Lloyd Russell-Moyle said a constituent ended up with hypothermia after waiting for Deliveroo work. When he was admitted to hospital, he was not offered the sick pay and protection that other employees get. Justin Madders backed the Pimlico Plumbers judgment because someone has worked at the same company for six years and should be entitled to basic workplace protections. The ‘worker’ category has always been an unsatisfactory halfway house between employed and self-employed and should be scrapped, so people are either employed or self-employed – with the presumption of employment if someone is carrying out the work personally, he said.

 Alex Sobel suggested the Dutch approach, where they have contracts by agreement, under which fixed-term agreements are paid by the hour with a legal route to permanent contracts. Employment rights lawyer Ellie Reeves said: “Let us have a presumption of direct employment for agency workers, close the door to bogus self-employment and ban zero-hours contracts, and have better enforcement and tougher penalties for those who flout the law.” Fake self-employed status of gig economy workers cost the taxpayer a staggering £75 million a week in lost tax and benefit payouts, said Siobhain McDonagh. Companies use whatever loopholes and grubby shortcuts they need to exploit people’s desperation, said Alex Norris.

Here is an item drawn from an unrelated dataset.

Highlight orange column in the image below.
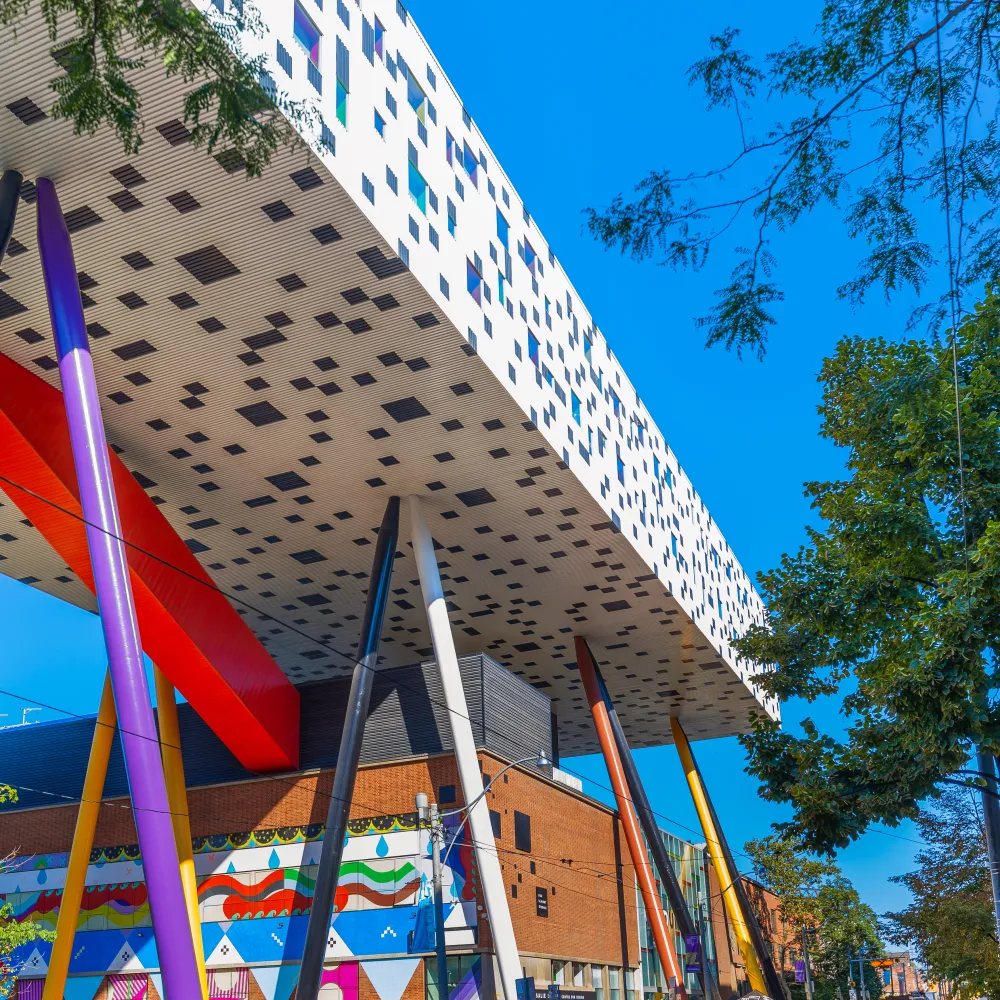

Wes Streeting said Taylor’s report was not nearly ambitious enough.” He said it was ‘utterly perverse’ that many of the people in low-paid insecure work are forced to rely on tax credits. “In other words, all of us as taxpayers are funding the exploitative business models of their employers who do not pay their staff proper wages.” We have to do away with the nonsense of the Swedish derogation, said Liam Byrne.

Conservative speakers

Gillian Keegan cited a study carried out by the DBEIS which identified that the most common use for this type of employment was to supplement income streams, with approximately two thirds of those who took part in the study earning less than five per cent of their income with gig economy work. The gig economy can provide a great way for women to continue to work while balancing their responsibilities, Keegan added. Some 90 per cent of those who are wholly reliant on gig income said that they were satisfied, although she did not specify whether that was from the same study.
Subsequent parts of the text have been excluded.